PERSONAL: Born July 15, 1950, in Port Elizabeth, South Africa; immigrated to United States, 1970, naturalized citizen, 1983; son of Samuel (a doctor) and Esther (Gordon) Sacks; married Barbara Kassel (a painter), January 8, 1980. Education: Princeton University, A.B. (summa cum laude), 1973; Oxford University, M.Phil., 1976; Yale University, Ph.D., 1980.

ADDRESSES: Home—3519 Newland Rd., Baltimore, MD 21218. Office—Department of English, Johns Hopkins University, 34th and Charles Sts., Baltimore, MD 21218.

CAREER: Johns Hopkins University, Baltimore, MD, assistant professor, 1980-86, associate professor of English, beginning 1986—, member of writing seminars department.

AWARDS, HONORS: Christian Gauss Award, Phi Beta Kappa, 1985, for The English Elegy.

WRITINGS:

The English Elegy: Studies in the Genre from Spenser to Yeats, Johns Hopkins University Press (Baltimore, MD), 1985.

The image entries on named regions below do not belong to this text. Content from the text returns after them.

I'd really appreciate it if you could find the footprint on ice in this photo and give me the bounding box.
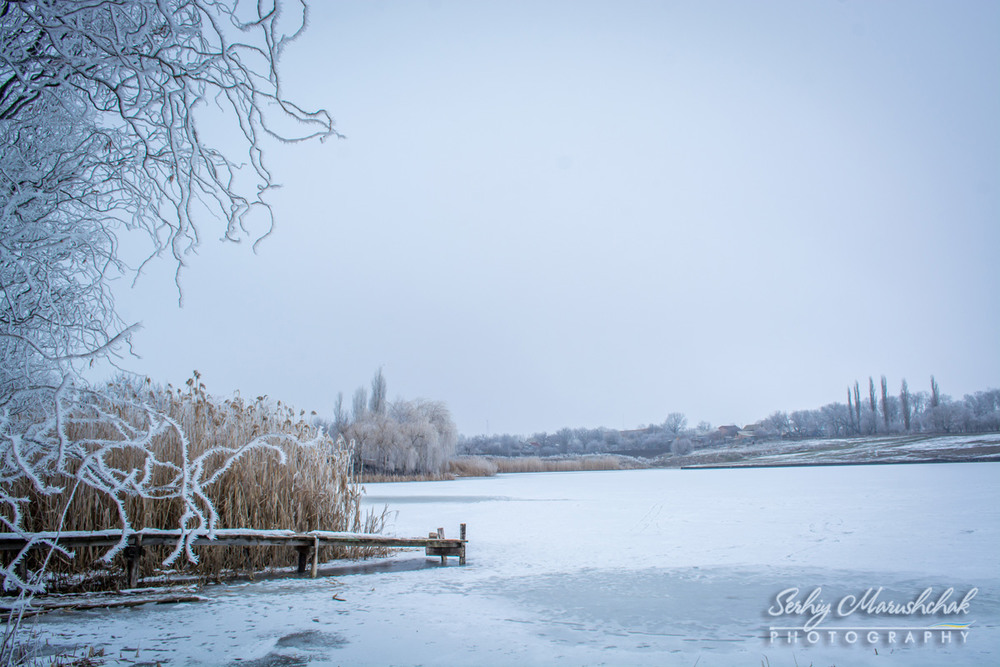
[277,630,347,650]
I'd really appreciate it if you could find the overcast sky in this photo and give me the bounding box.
[109,0,1000,435]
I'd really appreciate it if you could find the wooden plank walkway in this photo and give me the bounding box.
[0,523,468,588]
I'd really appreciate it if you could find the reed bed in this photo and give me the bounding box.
[484,454,649,473]
[5,374,385,590]
[448,456,500,477]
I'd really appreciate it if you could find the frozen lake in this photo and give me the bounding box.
[27,463,1000,666]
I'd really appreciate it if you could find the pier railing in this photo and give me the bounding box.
[0,523,467,588]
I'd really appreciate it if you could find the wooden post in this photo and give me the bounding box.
[312,535,319,579]
[458,523,465,565]
[295,545,309,574]
[125,535,143,588]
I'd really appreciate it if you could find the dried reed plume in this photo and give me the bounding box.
[2,372,384,590]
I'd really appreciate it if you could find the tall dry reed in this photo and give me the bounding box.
[6,373,382,589]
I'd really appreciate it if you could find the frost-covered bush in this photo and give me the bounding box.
[0,0,336,662]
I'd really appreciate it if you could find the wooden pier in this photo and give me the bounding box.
[0,523,467,588]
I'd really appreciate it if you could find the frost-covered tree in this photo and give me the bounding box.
[0,0,336,648]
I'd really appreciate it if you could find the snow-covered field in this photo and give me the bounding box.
[25,463,1000,667]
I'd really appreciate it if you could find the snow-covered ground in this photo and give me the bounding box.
[23,463,1000,666]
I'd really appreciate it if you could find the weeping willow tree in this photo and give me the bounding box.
[0,0,339,655]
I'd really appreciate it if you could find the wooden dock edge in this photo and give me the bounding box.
[0,523,468,588]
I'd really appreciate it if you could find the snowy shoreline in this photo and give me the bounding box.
[25,463,1000,667]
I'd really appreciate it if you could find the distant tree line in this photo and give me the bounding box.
[458,376,1000,456]
[316,368,458,475]
[756,375,1000,438]
[458,412,712,456]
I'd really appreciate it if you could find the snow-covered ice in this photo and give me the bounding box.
[23,463,1000,666]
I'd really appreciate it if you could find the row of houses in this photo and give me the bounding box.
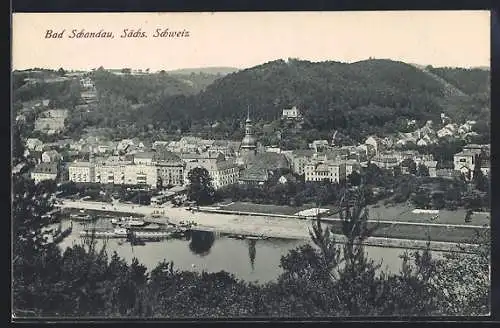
[64,150,240,189]
[34,109,68,135]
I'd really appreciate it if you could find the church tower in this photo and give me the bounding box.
[240,108,257,162]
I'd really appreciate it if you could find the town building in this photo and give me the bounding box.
[309,140,330,152]
[371,156,399,170]
[240,111,257,162]
[423,161,437,178]
[238,166,271,186]
[31,163,58,183]
[288,149,314,175]
[344,159,361,176]
[282,106,302,120]
[68,162,95,182]
[152,150,186,187]
[453,149,481,179]
[42,150,62,163]
[95,157,158,189]
[304,160,347,183]
[35,109,68,134]
[184,153,240,189]
[26,138,43,151]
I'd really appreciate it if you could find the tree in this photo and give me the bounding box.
[188,167,215,205]
[417,163,429,177]
[347,171,361,186]
[408,160,417,174]
[472,154,488,191]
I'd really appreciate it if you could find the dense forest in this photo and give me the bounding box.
[12,122,491,319]
[128,59,485,139]
[14,59,490,144]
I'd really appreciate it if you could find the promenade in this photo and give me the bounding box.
[57,200,484,251]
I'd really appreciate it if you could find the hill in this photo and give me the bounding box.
[133,60,483,138]
[166,67,239,75]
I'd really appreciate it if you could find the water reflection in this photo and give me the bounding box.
[189,230,215,256]
[248,240,257,272]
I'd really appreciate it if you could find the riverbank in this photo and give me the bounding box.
[58,197,484,251]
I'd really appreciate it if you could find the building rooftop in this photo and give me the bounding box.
[33,163,57,174]
[68,161,93,167]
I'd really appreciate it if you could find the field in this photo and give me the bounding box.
[327,222,484,243]
[221,202,334,215]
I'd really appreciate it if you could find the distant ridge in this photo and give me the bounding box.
[166,67,240,75]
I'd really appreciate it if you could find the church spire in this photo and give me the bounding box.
[247,105,252,122]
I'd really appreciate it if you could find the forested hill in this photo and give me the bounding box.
[137,59,483,139]
[167,67,239,75]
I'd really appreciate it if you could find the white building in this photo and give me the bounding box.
[345,159,361,176]
[31,163,58,183]
[68,162,95,182]
[184,154,240,189]
[42,150,62,163]
[437,127,454,138]
[453,149,481,178]
[304,161,346,183]
[282,106,302,119]
[134,152,155,165]
[26,138,43,150]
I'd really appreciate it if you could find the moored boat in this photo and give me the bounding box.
[69,213,96,221]
[111,217,146,227]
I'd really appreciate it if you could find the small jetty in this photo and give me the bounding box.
[226,234,269,240]
[111,217,146,227]
[53,223,73,244]
[69,213,97,222]
[80,227,185,240]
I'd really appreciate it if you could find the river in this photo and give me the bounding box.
[55,220,441,283]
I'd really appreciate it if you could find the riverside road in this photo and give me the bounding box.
[57,200,489,250]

(Under name Peter Sacks) In These Mountains (poetry), Macmillan (New York, NY), 1986.

Promised Lands, Viking (New York, NY), 1990.

Woody Gwyn, Texas Tech University Press (Lubbock, TX), 1995.

Natal Command, University of Chicago Press (Chicago, IL), 1997.

O Wheel (poetry), University of Georgia Press (Athens, GA), 2000.

Necessity (poetry), W. W. Norton (New York, NY), 2003.

Contributor of articles and poems to periodicals, including Antioch Review, Boulevard, Georgia Review, New Republic, New Yorker, Partisan Review, Tikkun, TriQuarterly, and Yale Review.

SIDELIGHTS: Peter M. Sacks once told CA: "I was raised in South Africa. I am now an expatriate, but I am still caught up in that country's history. My work in poetry has usually sought to balance an openness to physical beauty on the one hand against historical suffering on the other.

"In scholarship, I was drawn to the genre of elegy, from the Renaissance to the present. While my chronological focus is now narrowing toward the twentieth century, my interests are widening within the field of poetry at large. Questions of the relationship between individual writers and cultural codes are of particular interest to me.

"Expatriation and the impulse to travel are still uppermost and have led to journeys through such regions as the Amazon, the Andes and Himalayas, Morocco, Namibia, and southern Mexico. Another strong interest is in writing about painting, primarily on representational painting of the last two centuries."

BIOGRAPHICAL AND CRITICAL SOURCES:

PERIODICALS

Baltimore Sun, July 20, 1986.

Hudson Review, spring, 1987.

Virginia Quarterly Review, autumn, 1986.